Он уже видит страницы будущих мемуаров, где мелькает его имя: «В эти годы всем нам запомнился…» или даже строку комментария: «Прототипом, по-видимому, послужил…» Это довольно обыкновенные явления той перегруженности историзмом, когда человеку — если он активен и деятелен, начинает казаться, что уж кто-кто, а он-то, вооруженный знанием самой доброкачественной на сегодняшний день научной традиции, сумеет управиться со своею судьбой так, что будущему историку ничего не останется, кроме как принять его собственное ее толкование. Потому оставим его на том месте, где он готовится к будущей встрече с историей. Здесь вопрос более общий, выходящий за границы рассуждений о том, кому и как записывать сегодня воспоминания. Это вопрос о том, как вообще соотносится «живая жизнь» с абстракцией истории.

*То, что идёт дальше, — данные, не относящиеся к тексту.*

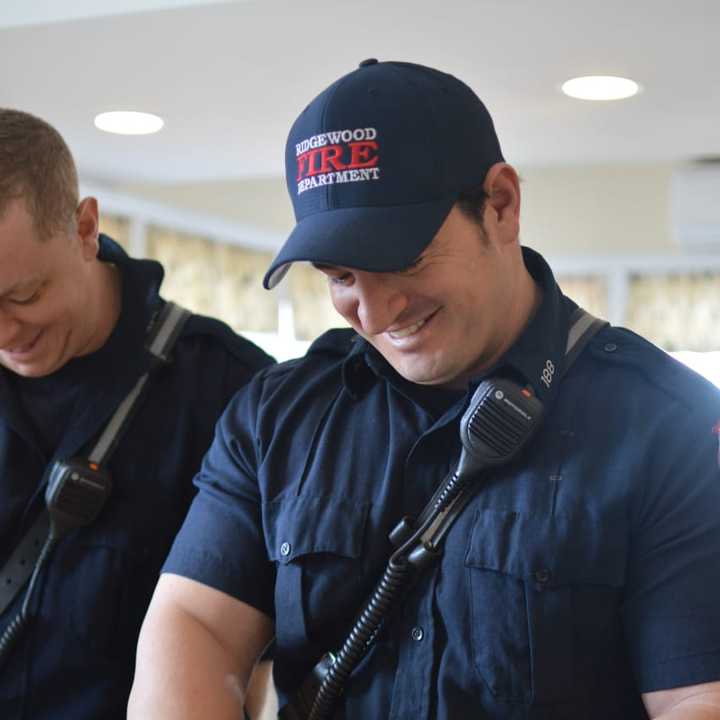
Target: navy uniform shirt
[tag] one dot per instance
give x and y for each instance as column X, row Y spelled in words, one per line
column 582, row 574
column 76, row 659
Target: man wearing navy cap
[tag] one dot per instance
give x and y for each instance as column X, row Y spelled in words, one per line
column 75, row 319
column 580, row 579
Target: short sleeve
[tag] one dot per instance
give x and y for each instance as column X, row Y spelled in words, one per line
column 672, row 606
column 220, row 543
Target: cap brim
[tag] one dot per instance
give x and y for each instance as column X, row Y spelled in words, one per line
column 375, row 239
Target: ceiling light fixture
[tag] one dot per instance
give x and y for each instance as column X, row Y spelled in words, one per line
column 600, row 87
column 129, row 123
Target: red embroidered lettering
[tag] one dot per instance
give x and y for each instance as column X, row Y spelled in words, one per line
column 361, row 154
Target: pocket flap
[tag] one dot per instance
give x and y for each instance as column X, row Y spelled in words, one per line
column 554, row 550
column 301, row 525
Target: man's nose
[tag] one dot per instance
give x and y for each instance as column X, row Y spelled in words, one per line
column 380, row 301
column 9, row 329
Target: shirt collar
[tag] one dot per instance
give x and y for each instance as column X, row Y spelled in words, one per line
column 536, row 356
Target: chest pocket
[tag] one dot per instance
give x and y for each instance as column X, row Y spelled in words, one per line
column 102, row 577
column 317, row 544
column 539, row 588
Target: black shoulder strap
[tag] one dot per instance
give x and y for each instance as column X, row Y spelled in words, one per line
column 19, row 566
column 583, row 328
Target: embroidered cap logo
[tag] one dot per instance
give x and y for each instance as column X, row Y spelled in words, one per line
column 337, row 156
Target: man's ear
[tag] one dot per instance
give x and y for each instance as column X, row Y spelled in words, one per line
column 87, row 219
column 502, row 187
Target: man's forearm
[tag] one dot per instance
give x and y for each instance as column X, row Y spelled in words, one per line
column 696, row 708
column 183, row 673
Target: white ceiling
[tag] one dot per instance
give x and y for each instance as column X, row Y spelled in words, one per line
column 230, row 77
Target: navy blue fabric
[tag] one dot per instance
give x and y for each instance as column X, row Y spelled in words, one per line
column 375, row 163
column 76, row 660
column 581, row 575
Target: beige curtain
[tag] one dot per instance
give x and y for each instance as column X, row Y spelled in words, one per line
column 217, row 279
column 117, row 227
column 677, row 311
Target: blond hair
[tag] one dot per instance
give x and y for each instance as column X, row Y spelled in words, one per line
column 37, row 165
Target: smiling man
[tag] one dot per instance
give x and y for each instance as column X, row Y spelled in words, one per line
column 580, row 580
column 75, row 312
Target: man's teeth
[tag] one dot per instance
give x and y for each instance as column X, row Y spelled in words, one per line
column 409, row 330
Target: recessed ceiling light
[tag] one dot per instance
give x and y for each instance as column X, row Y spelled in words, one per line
column 129, row 123
column 600, row 87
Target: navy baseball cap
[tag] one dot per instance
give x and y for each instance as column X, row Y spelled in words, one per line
column 375, row 163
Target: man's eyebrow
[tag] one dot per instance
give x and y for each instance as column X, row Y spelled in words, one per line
column 22, row 285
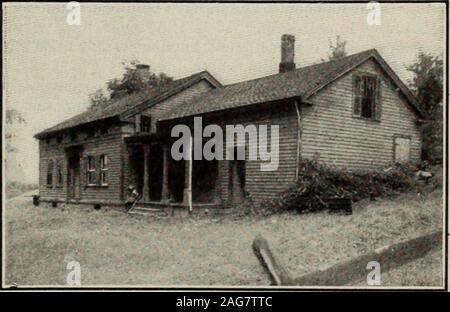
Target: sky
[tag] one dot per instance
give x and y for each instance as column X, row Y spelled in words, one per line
column 50, row 67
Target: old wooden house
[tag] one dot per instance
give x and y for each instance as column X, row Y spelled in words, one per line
column 353, row 112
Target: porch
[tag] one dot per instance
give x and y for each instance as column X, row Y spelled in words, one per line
column 167, row 183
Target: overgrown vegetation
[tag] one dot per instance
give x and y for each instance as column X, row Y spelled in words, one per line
column 14, row 188
column 427, row 84
column 129, row 83
column 318, row 183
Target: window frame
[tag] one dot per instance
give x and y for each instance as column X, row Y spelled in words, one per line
column 104, row 161
column 59, row 174
column 90, row 171
column 394, row 147
column 376, row 102
column 146, row 124
column 50, row 169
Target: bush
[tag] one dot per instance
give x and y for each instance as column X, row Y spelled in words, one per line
column 317, row 183
column 14, row 188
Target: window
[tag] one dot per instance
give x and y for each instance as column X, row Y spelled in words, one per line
column 402, row 149
column 366, row 97
column 59, row 177
column 90, row 133
column 73, row 136
column 104, row 170
column 145, row 123
column 50, row 173
column 104, row 130
column 91, row 170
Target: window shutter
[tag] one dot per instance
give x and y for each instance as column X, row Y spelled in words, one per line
column 357, row 95
column 378, row 106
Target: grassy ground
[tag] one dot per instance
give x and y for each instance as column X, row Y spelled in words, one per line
column 116, row 249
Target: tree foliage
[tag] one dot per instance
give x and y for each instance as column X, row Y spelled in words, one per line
column 12, row 118
column 129, row 83
column 337, row 50
column 427, row 84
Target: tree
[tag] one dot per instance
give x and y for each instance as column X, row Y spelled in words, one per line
column 130, row 82
column 427, row 81
column 427, row 84
column 12, row 117
column 337, row 51
column 98, row 99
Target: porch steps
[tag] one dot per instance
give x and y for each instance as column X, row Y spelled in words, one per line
column 143, row 211
column 163, row 209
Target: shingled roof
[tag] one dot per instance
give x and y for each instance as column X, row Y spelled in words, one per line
column 300, row 83
column 121, row 105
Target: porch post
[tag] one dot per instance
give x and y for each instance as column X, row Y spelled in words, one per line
column 146, row 189
column 165, row 182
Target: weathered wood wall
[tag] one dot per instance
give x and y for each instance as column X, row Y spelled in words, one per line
column 331, row 133
column 263, row 185
column 109, row 144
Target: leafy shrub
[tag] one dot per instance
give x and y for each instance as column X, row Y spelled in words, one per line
column 317, row 183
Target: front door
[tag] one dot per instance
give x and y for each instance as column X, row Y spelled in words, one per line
column 73, row 177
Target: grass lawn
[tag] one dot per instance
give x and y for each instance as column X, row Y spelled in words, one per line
column 114, row 248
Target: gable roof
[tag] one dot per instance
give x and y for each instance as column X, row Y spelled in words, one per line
column 128, row 103
column 301, row 83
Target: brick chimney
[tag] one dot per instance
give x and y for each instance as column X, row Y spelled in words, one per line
column 143, row 72
column 287, row 53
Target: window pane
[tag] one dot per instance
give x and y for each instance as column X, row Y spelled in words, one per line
column 50, row 172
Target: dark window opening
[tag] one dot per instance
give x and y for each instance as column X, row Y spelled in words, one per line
column 104, row 170
column 91, row 170
column 91, row 133
column 73, row 136
column 50, row 173
column 104, row 130
column 366, row 97
column 59, row 176
column 145, row 123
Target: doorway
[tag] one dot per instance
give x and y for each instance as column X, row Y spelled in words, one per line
column 73, row 176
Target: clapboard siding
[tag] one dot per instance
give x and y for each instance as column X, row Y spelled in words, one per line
column 263, row 185
column 163, row 107
column 331, row 133
column 55, row 153
column 112, row 147
column 108, row 144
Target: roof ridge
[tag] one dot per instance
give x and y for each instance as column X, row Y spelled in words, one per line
column 302, row 68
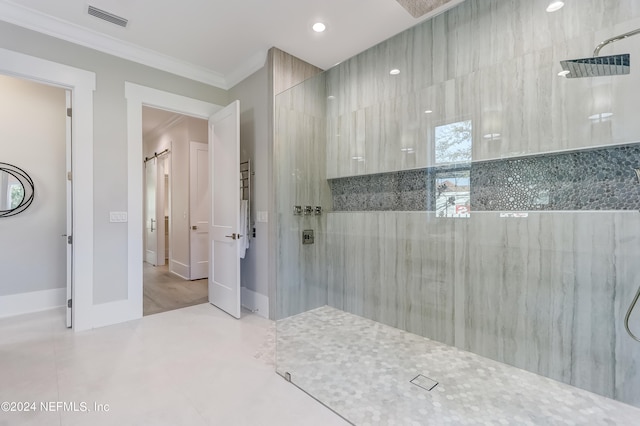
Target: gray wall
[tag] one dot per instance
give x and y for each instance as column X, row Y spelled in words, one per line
column 110, row 139
column 32, row 137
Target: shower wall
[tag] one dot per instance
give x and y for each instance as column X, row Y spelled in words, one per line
column 544, row 291
column 300, row 179
column 478, row 198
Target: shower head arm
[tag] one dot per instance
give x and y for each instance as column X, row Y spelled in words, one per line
column 596, row 52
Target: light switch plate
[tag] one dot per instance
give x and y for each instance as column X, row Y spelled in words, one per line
column 118, row 217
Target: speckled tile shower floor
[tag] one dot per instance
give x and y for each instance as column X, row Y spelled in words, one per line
column 362, row 370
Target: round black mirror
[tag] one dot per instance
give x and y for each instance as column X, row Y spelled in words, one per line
column 16, row 190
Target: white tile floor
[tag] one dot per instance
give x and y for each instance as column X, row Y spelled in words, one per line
column 193, row 366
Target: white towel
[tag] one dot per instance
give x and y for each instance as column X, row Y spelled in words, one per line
column 244, row 228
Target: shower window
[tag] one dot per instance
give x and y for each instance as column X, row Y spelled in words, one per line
column 453, row 142
column 453, row 193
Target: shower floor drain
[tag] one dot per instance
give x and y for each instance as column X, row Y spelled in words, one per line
column 424, row 382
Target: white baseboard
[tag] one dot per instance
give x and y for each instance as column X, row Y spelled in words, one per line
column 34, row 301
column 180, row 269
column 256, row 302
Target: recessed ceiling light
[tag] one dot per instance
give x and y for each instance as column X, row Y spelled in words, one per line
column 555, row 5
column 600, row 116
column 319, row 27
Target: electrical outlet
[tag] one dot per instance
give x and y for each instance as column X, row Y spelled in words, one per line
column 307, row 236
column 118, row 217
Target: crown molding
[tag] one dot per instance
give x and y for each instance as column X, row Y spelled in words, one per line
column 58, row 28
column 248, row 67
column 163, row 127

Во все времена были люди, сознательно старавшиеся стать историческими лицами, чутко ощутившие ту невидимую, но сильную струю, которая выносит явления текущей жизни в полные воды Истории, и шагнувшие в этот поток. И чаще всего он действительно исправно доставлял их к месту назначения. Были и другие люди, которые, не думая об истории, а занятые только, казалось, заботами текущей современности, сами формировали историческое лицо своей эпохи — с силою, настойчивостью и самоотвержением начиная своей деятельностью главнейшие ее направления. И были третьи, которые хорошо чувствовали ток этой родившейся уже струи, но в силу особенностей личности ли, убеждений ли не могли заставить себя вступить в него, хоть и видели ясно, как относит их в сторону некоего неисторического бытия «Что ты мне толкуешь о значении моей деятельности, о ее справедливой оценке? — с раздражением отзывался на письмо одного из друзей Ап. Григорьев, чуткий уловитель духа истории, ее веяния — по введенному им же обозначению. — Тут никто не виноват — кроме жизненного веяния. Не в ту струю попал, — струя моего веяния отошедшая, отзвучавшая — и проклятие лежит на всем, что я ни делал».